30 Nisan 2012

Terbiye...

   Bir insanın terbiyesini dinlediği müziklerin kliplerinden anlarsın!..

P.S: İşte o çağa gelmiş bulunmaktayız. Telif yüzde yüz bende... :)

Müzik evrenseldi..

   "Müzik evrenseldir." diye bir slogan vardı bir zamanlar.. Müzik hakikaten evrensel miydi? Sanmıyorum.. Bazı şeyler hep lafta kalmaya mahkumdur.. Ermenistan'ın 2009 yılındaki Eurovision şarkısı Jan Jan'dı.. Hiç unutmadım o şarkıyı nasıl da sevmiştim.. Onlar kazansın çok istedim kazanamamışlardı.. Kim kazanmıştı hatırlamıyorum da beğensem hatırlardım. (Google'a girip bakmaya da üşeniyorum. Ne de olsa konuyla alakası yok kazananın. Bıdı bıdı yapma başımda allasen ya..)
   Bu sene Azerbaycan'da yapılıyor diye katılmıyorlar Eurovision'a.. Hoş yarışma umrumda değil, ben müziklerle ilgileniyorum.. Ama müzik o kadar da evrensel değilmiş anlayacağınız.. Evrensel müzik sorunları aşabilirdi.. Aşamıyordur belki de neyse dostlar.. İşte güzel bir şarkı dinleyin hatırlayacaksınız..

Jehan Barbur - Gidersen

 
Sesine kurban olduğum.... :)

Dün, bugün, yarın..

  • İsim konuyla kesinlikle alakasız, ama hemen uydurabilirim. Dün sevdiceğim yanımdaydı, bugün çalışıyorum, yarın da tatil.. :D Daha ne ister bir insan...
  • İşim var diye şükrediyorum ama çalışmak yine de ayılıp, bayılıp sevinebileceğim birşey değil..
  • Haftasonu bir Edirne yaptık geldik. Ne gördün diye sor.. Sadece Selimiye'yi gördüm. Gezmiş, tozmuş sayılırım aslında hee.. :)
  • Bazı kızlar var mesela ağızlarında hep bir küfür, hep bir küfür.. Etme demiyorum bacım et de her kelamının sonuna kondurma yani.. Sinirlenince et, ne bileyim asabın bozulunca et ama her cümlenin girişi, gelişmesi, sonucu küfür olmasın.. Olmasın yani..
  • Erkek milleti tutturmuş pes oynayan kız bulursam evlenirim. Küfür eden kız bulursam evlenirim.. Cümle olmayacak özellikleri toplamışlar, bir liste yapmışlar; bulurlarsa evlenecekler.. Adamların evlenmeye niyeti yok ya işi uzatıyorlar bu bir. İkincisi tumblr hatunları alem hatunlar misilleme yapmışlar; oldu olacak halı sahaya gelip maç da yapsın sizinle diye.. :) Az bile demişler..
  • Bu haftanın outu; nutellacı kızlar (gerçi onlar ömür boyu out ya neyse) ve pes oynayan kızla evlenirim diyen dangalaklarmış.. :)
  • Havalar bir ısınıp, bir serinlemese birde... 
  • Birde tatil mekanı lazım bana şöyle Ağva civarında... Arayan bulaydı.. Bulur da nasıl bulur..
  • Yine saçmalamaya başladığımdan bu posta da bir son veriyorum.
  • Söz sende blogspot..
26 Nisan 2012

Sevgiye dair..

   Bazı insanlar sevdiğini belli edemez ya; onun acısını da gelir sizden çıkarır sonra..

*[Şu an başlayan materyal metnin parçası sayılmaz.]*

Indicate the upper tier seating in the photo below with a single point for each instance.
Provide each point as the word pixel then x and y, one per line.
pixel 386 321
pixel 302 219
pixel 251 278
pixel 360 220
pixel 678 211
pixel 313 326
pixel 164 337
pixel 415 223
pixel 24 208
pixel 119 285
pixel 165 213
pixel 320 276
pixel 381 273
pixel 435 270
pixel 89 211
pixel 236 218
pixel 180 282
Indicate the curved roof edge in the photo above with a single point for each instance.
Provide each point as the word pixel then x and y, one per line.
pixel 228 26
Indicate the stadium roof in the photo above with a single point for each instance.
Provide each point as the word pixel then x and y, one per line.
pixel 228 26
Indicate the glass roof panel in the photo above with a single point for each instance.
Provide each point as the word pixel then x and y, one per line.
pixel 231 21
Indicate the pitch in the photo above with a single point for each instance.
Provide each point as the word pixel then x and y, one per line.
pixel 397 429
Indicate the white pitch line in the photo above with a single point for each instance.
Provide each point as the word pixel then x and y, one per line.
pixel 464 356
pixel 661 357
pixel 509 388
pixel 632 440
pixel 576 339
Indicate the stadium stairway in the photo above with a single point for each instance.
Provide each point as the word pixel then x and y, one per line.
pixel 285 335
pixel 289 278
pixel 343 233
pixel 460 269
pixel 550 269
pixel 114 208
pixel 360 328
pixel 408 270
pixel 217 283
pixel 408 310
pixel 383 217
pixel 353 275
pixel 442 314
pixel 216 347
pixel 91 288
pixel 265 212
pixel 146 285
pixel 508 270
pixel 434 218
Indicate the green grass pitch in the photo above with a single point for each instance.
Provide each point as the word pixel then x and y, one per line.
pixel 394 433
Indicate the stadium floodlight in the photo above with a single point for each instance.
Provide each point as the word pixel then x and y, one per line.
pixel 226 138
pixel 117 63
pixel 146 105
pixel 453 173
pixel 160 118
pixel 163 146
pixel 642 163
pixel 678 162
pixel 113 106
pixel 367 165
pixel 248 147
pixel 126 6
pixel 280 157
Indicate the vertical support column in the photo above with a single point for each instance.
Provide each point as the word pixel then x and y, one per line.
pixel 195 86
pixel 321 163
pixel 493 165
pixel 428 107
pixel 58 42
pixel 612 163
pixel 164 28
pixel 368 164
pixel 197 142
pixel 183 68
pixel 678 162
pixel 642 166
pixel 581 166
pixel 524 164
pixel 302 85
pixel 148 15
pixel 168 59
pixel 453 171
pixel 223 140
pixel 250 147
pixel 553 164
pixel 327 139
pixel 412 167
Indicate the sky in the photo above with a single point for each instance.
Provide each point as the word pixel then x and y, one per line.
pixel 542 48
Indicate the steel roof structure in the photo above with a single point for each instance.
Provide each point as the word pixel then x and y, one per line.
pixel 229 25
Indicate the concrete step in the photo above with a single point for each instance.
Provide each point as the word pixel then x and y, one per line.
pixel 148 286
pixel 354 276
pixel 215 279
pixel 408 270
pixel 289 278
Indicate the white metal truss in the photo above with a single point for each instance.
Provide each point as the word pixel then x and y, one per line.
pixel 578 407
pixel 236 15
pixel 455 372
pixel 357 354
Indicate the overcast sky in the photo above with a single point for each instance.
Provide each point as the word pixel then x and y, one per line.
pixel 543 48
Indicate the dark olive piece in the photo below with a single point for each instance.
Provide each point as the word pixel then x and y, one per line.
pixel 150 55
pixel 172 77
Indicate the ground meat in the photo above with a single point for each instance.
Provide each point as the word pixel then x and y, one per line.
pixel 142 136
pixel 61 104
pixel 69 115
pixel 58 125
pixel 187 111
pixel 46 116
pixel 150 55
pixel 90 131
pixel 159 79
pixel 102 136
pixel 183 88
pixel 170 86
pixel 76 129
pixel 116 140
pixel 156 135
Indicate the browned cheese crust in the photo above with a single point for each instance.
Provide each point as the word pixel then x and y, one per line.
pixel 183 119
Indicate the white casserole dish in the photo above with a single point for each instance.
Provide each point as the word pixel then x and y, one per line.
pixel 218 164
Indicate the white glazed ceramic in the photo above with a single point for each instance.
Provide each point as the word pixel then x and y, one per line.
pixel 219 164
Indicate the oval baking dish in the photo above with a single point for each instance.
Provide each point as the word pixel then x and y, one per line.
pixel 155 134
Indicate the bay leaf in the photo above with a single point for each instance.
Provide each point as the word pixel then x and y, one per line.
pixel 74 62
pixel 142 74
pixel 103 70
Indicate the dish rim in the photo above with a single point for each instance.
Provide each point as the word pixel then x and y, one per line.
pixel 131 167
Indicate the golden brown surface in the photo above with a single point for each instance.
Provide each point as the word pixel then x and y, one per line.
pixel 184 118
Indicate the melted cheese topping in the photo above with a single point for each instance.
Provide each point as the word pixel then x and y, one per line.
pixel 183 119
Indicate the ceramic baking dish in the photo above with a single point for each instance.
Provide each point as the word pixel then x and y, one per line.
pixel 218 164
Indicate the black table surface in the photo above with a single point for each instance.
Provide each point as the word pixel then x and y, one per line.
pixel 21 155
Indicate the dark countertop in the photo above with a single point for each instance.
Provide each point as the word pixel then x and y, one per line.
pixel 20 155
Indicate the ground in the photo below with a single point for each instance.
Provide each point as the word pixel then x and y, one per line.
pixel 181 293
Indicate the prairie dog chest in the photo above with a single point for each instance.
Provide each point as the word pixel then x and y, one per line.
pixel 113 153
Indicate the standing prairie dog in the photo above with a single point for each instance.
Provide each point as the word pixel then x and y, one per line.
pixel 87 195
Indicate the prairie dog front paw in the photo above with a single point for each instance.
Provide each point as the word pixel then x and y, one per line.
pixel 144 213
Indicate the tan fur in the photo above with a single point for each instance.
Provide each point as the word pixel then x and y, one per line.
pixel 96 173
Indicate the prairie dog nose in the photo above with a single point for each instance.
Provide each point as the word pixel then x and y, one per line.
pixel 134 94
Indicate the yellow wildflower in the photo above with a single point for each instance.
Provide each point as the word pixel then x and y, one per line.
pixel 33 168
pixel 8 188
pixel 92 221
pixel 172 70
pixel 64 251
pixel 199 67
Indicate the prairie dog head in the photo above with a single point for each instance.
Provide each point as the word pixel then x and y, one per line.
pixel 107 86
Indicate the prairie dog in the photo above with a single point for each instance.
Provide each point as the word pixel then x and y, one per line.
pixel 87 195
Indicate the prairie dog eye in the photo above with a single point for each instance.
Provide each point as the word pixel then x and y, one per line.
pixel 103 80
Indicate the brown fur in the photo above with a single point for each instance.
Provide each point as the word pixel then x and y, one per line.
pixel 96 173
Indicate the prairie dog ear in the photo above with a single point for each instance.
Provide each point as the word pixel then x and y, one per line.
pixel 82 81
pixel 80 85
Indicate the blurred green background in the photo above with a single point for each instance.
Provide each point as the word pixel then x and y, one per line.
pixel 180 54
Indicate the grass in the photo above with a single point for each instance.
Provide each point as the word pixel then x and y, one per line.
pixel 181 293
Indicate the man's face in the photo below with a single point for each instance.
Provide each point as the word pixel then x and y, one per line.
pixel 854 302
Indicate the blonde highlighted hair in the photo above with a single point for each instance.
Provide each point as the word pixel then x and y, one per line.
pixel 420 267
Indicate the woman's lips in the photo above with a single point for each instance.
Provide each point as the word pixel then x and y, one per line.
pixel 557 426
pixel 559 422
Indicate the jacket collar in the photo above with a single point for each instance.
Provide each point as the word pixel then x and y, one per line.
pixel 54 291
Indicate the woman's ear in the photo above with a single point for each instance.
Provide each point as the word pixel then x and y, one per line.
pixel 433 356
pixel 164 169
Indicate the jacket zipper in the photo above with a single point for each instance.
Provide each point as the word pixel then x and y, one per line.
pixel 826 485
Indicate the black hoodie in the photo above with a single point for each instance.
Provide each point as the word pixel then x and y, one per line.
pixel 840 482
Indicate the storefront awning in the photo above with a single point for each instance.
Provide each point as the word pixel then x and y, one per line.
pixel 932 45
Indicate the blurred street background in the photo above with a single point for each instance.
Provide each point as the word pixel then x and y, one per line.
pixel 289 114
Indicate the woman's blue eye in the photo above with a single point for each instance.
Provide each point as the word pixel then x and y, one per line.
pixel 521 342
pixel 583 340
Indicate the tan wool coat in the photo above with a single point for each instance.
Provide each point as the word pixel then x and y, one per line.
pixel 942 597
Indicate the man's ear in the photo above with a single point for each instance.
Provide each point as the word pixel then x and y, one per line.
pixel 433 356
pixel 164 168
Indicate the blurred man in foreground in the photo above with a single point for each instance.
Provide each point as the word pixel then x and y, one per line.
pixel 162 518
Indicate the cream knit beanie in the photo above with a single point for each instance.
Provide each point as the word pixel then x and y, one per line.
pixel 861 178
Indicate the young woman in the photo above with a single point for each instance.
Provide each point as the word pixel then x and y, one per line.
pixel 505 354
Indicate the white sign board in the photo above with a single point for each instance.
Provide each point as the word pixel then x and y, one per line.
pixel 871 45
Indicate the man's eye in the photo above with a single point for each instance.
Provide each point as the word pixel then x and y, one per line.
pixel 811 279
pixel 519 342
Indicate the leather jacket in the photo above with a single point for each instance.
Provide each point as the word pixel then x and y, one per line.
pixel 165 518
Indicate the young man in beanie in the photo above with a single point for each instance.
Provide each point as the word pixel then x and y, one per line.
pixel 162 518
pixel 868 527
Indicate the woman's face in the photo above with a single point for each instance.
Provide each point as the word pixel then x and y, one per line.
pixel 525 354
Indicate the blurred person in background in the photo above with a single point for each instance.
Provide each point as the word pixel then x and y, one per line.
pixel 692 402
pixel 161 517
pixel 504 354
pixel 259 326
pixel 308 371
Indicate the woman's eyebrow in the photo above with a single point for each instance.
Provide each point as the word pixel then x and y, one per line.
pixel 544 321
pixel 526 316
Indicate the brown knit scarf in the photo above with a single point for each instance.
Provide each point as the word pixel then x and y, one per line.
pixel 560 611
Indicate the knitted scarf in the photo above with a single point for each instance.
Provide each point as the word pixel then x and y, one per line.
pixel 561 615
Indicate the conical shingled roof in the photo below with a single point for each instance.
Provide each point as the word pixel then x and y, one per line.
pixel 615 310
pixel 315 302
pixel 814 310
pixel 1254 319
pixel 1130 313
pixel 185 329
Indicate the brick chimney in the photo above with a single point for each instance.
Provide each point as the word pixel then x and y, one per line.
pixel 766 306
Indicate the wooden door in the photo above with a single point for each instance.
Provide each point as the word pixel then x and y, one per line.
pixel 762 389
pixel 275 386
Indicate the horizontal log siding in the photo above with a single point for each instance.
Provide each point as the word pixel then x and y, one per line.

   İşte böyle sever bazı insanlar. Sevdiği de, sevmediği de belli değildir. Annem mesela, böyle sever o da. Acıta acıta sever.. Sevmese de fark etmeyecekti ya..

Endişeler..

   Hep endişelendim. Çocukken bir baltaya sap olamamaktan, ortaokuldayken aşık olmaktan, lisede sınıfta kalmaktan, üniversitede maddi zorluklardan, okul bitince işşiz kalmaktan, işim varken geçinememekten kısacası herşeyden endişe duydum.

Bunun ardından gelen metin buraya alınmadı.